Diffs the versions (only on deterministic units): runs original vs refactored on the same inputs and compares observed behavior — return value plus the ordered trace of external effects plus exceptions. Any mismatch is a caught behavioral divergence.

Effects (probe/effects.py) are injected and recorded: the trace of external calls is treated as part of behavior, so a refactor that changes which calls fire (or their order) is detected, not hidden.

What the result means

The included corpus (units/) is a stratified stand-in for real LLM-refactored OSS code: pure, time/RNG, I/O, stateful, concurrent, plus three positive controls (refactors that deliberately change behavior and must be caught). Running it demonstrates the engine end-to-end and shows the controls firing:

concurrency units → flagged unverifiable (cause: concurrency)
positive controls → 3/3 caught (off-by-one, dropped zero-guard, changed default)
everything else → verified equivalent, zero false positives

The 89% coverage on this corpus is not a real-world estimate — the mix is deliberately tractable. The real number comes from swapping in real refactors (below).

To run the real probe

Replace the corpus with real material:

Sample ~16 units from real OSS Python repos, stratified per the protocol (don't cherry-pick pure functions).
Generate each refactored version with an actual LLM ("refactor, preserve behavior").
Keep the three positive controls and the A-vs-A negative control.
For real I/O, swap the deterministic Effects stubs for vcrpy-style record-replay against real recorded responses.
Read the verdict; if it lands 40–65%, re-run a confirmation in a typed language (Go).

Files

run_probe.py                         entry point for the corpus demo (fixes hash seed)
probe/verify.py                      CLI: one-command verify via the repo's tests
probe/check.py                       CLI: check a real refactor (two files or git refs)
probe/capture.py                     CLI: capture real call args from any test command
probe/attach.py                      CLI: on-demand flush of a running hook-enabled process
probe/_capture_hook.py               capture hook injected into spawned processes
probe/replay.py                      CLI: replay captured args across two refs (worktrees)
probe/canonical.py                   JSON canonical value form (cross-process compare)
probe/extract.py                     pull + pair functions from two module versions
probe/_worker.py                     isolated per-unit subprocess worker
probe/_replay_worker.py              per-version replay subprocess (functions + methods)
probe/effects.py                     recorded, deterministic effect shims
probe/generators.py                  type-hint-driven input generation
probe/harness.py                     observe / self-check / diff / classify (the core)
probe/equality.py                    structural value equality (not repr)
probe/runner.py                      orchestration, metrics, thresholds, verdict
probe/model.py                       Unit dataclass
units/                               the stratified corpus + positive controls
examples/                            calc_before.py / calc_after.py for probe.check
tests/                               unit + end-to-end tests (python3 -m unittest discover -s tests)

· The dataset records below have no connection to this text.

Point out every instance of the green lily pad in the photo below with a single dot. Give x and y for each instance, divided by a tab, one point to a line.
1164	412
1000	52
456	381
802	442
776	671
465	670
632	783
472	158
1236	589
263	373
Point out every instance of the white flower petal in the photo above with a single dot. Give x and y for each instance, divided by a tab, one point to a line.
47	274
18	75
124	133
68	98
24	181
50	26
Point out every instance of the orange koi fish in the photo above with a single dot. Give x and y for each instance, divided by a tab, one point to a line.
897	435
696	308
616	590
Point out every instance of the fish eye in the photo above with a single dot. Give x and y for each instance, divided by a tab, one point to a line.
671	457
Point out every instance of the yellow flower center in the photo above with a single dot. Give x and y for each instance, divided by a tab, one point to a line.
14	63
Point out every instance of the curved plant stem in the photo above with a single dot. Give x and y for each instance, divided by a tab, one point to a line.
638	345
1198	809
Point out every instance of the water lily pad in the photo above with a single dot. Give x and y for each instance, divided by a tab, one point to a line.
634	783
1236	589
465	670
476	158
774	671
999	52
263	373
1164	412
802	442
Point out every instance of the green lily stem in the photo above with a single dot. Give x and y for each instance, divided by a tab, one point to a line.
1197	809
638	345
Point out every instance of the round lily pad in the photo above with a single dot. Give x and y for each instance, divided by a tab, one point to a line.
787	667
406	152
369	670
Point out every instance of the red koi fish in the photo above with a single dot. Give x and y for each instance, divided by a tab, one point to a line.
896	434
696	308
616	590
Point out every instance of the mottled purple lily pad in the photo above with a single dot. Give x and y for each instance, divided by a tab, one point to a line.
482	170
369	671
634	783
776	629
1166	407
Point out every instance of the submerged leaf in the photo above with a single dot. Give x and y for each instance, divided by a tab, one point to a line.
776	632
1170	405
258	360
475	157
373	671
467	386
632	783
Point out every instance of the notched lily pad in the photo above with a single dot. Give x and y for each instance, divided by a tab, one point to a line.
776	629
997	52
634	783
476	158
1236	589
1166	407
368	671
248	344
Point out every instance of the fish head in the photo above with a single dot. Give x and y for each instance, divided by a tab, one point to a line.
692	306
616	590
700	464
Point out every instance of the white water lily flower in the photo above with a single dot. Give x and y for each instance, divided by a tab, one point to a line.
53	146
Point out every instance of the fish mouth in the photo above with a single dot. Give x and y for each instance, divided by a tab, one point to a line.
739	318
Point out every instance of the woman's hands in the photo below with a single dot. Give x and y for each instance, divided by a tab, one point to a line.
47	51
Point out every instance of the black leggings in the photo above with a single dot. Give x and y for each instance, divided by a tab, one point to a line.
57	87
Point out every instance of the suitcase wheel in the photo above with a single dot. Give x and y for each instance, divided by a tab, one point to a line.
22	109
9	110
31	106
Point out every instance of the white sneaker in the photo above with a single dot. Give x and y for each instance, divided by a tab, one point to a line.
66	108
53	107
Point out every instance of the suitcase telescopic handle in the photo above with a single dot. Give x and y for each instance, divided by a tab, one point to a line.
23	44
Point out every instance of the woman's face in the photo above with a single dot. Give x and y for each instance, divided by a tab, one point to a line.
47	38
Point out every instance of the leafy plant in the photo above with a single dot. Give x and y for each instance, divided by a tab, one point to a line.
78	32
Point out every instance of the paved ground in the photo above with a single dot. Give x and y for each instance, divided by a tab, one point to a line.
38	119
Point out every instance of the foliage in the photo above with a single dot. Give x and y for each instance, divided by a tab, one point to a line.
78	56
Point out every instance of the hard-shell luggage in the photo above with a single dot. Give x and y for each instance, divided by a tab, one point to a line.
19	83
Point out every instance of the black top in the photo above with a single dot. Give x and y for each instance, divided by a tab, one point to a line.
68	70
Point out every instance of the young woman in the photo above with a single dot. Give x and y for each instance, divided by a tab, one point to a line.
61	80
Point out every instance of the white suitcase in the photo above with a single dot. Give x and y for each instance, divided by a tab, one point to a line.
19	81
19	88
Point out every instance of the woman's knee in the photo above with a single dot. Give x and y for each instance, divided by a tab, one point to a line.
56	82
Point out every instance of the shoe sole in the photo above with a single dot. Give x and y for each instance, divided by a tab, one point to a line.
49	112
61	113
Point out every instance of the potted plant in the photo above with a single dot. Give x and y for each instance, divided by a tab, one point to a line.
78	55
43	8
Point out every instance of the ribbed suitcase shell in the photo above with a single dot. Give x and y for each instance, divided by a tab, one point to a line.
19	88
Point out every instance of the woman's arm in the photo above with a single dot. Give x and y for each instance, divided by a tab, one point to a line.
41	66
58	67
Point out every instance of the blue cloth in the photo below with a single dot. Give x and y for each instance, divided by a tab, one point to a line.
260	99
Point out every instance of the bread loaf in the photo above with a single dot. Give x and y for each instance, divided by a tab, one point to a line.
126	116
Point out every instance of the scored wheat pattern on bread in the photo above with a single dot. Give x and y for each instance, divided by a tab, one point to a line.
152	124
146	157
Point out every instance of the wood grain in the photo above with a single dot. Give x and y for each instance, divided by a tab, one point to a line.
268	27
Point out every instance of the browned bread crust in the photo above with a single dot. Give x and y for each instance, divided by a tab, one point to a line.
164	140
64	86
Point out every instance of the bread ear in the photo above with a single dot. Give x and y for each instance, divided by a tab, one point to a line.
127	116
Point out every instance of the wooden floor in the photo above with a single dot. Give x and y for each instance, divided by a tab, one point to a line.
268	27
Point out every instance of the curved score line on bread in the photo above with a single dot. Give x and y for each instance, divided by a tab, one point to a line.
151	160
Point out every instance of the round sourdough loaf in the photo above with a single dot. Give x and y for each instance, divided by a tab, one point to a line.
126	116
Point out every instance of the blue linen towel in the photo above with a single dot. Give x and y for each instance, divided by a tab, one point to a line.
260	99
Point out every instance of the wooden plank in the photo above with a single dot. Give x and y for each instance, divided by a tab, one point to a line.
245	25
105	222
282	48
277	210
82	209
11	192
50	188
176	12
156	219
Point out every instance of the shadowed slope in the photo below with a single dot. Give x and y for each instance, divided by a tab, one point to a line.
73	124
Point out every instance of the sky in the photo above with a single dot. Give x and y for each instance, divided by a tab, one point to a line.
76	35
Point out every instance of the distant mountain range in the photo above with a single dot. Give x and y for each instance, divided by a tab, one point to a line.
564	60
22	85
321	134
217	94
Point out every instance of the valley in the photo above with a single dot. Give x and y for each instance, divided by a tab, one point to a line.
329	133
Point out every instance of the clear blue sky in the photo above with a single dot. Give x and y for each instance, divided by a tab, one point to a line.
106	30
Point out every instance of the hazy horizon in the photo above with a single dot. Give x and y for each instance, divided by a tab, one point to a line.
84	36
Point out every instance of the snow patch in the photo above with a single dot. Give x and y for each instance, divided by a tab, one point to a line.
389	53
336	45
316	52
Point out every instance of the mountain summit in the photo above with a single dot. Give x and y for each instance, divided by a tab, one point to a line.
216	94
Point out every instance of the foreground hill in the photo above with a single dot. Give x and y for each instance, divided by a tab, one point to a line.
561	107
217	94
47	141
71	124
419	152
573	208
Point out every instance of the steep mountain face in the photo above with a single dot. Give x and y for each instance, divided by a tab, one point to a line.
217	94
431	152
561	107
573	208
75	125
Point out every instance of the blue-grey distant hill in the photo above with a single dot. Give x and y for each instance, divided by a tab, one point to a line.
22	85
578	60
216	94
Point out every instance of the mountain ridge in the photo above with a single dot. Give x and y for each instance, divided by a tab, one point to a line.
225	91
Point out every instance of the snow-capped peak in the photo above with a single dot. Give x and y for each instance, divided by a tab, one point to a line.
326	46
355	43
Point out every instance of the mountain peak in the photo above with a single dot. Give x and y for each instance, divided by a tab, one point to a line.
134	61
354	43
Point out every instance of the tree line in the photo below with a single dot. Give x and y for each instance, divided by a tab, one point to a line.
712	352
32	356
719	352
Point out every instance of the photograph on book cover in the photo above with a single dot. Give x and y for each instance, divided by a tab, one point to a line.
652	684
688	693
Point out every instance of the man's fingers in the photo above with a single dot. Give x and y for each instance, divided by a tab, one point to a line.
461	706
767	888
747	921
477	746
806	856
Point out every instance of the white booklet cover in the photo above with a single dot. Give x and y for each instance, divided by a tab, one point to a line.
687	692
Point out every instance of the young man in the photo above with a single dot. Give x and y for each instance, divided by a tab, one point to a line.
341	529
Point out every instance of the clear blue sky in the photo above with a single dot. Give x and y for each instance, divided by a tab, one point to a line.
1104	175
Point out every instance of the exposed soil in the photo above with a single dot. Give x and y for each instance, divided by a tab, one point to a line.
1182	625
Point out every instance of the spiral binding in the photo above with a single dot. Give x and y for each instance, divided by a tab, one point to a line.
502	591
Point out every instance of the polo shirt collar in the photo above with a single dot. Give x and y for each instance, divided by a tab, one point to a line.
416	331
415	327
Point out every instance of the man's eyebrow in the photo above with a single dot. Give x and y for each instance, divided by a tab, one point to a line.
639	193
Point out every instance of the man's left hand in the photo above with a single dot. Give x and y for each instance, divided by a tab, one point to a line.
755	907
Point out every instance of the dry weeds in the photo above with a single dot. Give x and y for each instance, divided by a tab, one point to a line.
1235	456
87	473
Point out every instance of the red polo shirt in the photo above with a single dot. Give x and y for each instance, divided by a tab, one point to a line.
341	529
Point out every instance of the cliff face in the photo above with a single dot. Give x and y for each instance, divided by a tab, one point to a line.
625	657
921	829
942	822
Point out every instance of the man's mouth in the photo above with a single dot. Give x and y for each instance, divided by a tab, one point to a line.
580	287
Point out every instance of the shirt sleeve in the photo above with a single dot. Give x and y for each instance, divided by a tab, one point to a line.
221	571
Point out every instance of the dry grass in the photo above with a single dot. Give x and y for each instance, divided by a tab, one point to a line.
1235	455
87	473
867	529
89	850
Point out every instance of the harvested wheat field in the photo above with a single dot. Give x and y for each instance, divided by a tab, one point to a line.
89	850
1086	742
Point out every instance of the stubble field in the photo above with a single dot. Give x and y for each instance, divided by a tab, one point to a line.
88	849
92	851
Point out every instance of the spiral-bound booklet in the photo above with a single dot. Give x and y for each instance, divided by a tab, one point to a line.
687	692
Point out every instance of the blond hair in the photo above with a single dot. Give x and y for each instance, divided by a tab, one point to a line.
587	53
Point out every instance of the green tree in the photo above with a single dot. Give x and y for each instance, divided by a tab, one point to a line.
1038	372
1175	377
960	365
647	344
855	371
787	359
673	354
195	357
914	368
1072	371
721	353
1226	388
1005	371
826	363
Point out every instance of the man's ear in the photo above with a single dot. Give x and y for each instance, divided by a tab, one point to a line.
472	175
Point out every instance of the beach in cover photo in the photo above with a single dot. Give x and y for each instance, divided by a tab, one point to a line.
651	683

Soundness (the verifier must never be confidently wrong)

A black-box checker can't prove equivalence (the input space is infinite), so the one thing it must never do is say "equivalent" when behavior actually differs. We measured this honestly: a stratified, not-cherry-picked corpus (experiments/, run python3 experiments/measure.py) scores each verdict against author ground truth.

	naive tally	reality
before soundness work	75% "verifiable"	42% trustworthy, 33% confidently wrong
after soundness work	50% "verifiable"	50% trustworthy, 0% confidently wrong

The three fixes that closed the gap:

Uncontrolled I/O is refused, not certified. The harness counts real file and socket access at runtime, and a static scan flags functions that can reach the network/subprocess even when the sampled inputs don't. Either way → unverifiable (uncontrolled-io). (Code that routes I/O through the recorded Effects shim stays verifiable.)
Any thread use is unverifiable — even if the sampled runs happened to agree. A race that didn't manifest is not a guarantee.
Literals are mined from the code and fed back as inputs, so a bug hinging on a magic value (e.g. a parser that special-cases "on") is caught instead of missed by a fixed value pool.

Residual honest gap: a function whose risky path is only reached by an input the generator never produces (e.g. a valid URL string) can still read "equivalent". This is the fundamental limit of example-based generation — Hypothesis / coverage -guided generation is the real fix, and the I/O static scan already covers the common cases.

Honesty notes (what this engine does and does not guarantee)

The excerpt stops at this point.